Die Marktkirche wurde von 1616 bis 1617 im Auftrag von Erzbischof Markus Sittikus errichtet. Sie ist dem hl. Franziskus geweiht. Beim Marktbrand im Jahre 1927 wurde die Kirche schwer beschädigt. Die Marktkirche dient derzeit als Aufbahrungshalle. Zeitweise werden auch evangelische Gottesdienste abgehalten.

Kapellen

Burg Wagrain

Hauptartikel: Burg Wagrain

Die mittelalterliche Burg Wagrain gehörte zu den größten in Privatbesitz (Herren von Goldegg) befindlichen Burgen Salzburgs. Das Entstehungsdatum der Anlage ist urkundlich nicht überliefert. Ihre Zerstörung jedoch kann recht genau auf die Jahre 1322/23 eingegrenzt werden. Damals gingen die Burg und die zugehörige Hofmark in landesfürstlichen Besitz über, die Festung wurde nicht wieder aufgebaut und geriet in Vergessenheit. Seit 2006 werden auf Initiative des Kulturvereins "Blaues Fenster" unter der Leitung von Peter Höglinger alljährlich archäologische Lehrgrabungen durchgeführt.

Pflegerschlössel

Hauptartikel: Pflegerschlössl

Das Pflegerschlössl wurde 1794 erbaut und war der Amtssitz des Pflegers, des höchsten fürsterstbischöflichen Verwaltungsbeamten.

Waggerlkasten

Der Waggerlkasten ist ein Getreidespeicher aus dem 18. Jahrhundert, der von Karl Heinrich Waggerl gestiftet worden ist.

Naturdenkmäler

Die Marktlinde, auch Kaiserlinde genannt, wurde 1880 am Marktplatz gepflanzt.
In der Adventzeit wird sie auch Wunschlinde genannt und ist mit bunten Kugeln behägt. Der Baum steht für Wünsche, Hoffnung und Ziele. Wer will, kann seine wünsche an der Linde deponieren.

Sport

Skiclub Wagrain, UFC Wagrain (Fußball), Eisschützen Wagrain, Eisschützen Schwaighof, MTB- Gaudiradler Wagrain, Reiten bei Freunden, Sportschützenverein Wagrain, Tennisclub Wagrain;

Vereine

Wirtschaft und Infrastruktur

Winterfremdenverkehr

Das Wintersportgebiet Wagrain gehört zum Skiverbund Amadé und verfügt über mehrere Aufstiegshilfen und Loipen zum Langlaufen.

Ansässige Unternehmen

Skischulen

Skiverleih, Shop, Verkauf

Unterkünfte

Weitere Unternehmen

Öffentliche Einrichtungen

Rettungsorganisationen

Bildung

Nach dem Zweiten Weltkrieg war das Bildungswesen hautpsächlich auf die Volksschule beschränkt. Die Schulwege waren weit und beschwerlich. 1970 wurde die Schülerbeförderung eingeführt. Einige Schüler besuchten die Hauptschule oder das Gymnasium in St. Johann im Pongau. Die Kinder übernachteten im Elisabethinum, das als Internat geführt wurde. 1948 wurde ein Schülerbus nach St. Johann eingesetzt.

Politik

Bürgermeister

Hauptartikel: Bürgermeister der Marktgemeinde Wagrain

Bis zum Beginn des 17. Jahrhunderts war der Richter zugleich auch der Bürgermeister der Gemeinde. Erst im Jahre 1608 wurden die beiden Funktionen getrennt.
Da die Gemeinde Wagrain von 1849 bis Dezember 1935 in eine Land- und eine Marktgemeinde geteilt war, wirkten in dieser Zeit auch verschiedene Bürgermeister.

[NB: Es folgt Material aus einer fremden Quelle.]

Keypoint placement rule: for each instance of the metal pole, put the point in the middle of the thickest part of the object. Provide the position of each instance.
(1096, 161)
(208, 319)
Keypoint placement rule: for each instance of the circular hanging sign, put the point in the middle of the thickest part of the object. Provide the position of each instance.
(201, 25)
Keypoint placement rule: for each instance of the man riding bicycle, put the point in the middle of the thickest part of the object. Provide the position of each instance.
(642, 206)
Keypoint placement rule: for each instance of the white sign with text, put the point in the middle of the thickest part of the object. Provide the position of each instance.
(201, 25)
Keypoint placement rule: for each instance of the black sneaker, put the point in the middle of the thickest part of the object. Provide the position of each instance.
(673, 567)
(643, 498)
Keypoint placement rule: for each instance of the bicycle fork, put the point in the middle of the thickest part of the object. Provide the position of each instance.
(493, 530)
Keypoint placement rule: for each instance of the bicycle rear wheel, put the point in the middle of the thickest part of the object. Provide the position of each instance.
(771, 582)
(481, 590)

Auszeichnungen der Marktgemeinde

Goldener Ehrenring der Marktgemeinde Wagrain

Hauptartikel: Ehrenringträger der Marktgemeinde Wagrain

Ehrenbürger

Hauptartikel: Ehrenbürger der Marktgemeinde Wagrain

Wappen

Spätestens seit ihrer Markterhebung im Jahre 1592 führt die Gemeinde ein eigenes Wappen, das bei der offizielle Wappenverleihung durch die Salzburger Landesregierung am 2. August 1930 wie folgt beschrieben wird:

In Rot eine goldene Spitze, in welcher über natürlichem Wasser auf grünem Ufer ein silberner Zinnenturm mit einem Tor und zwei Fenstern steht.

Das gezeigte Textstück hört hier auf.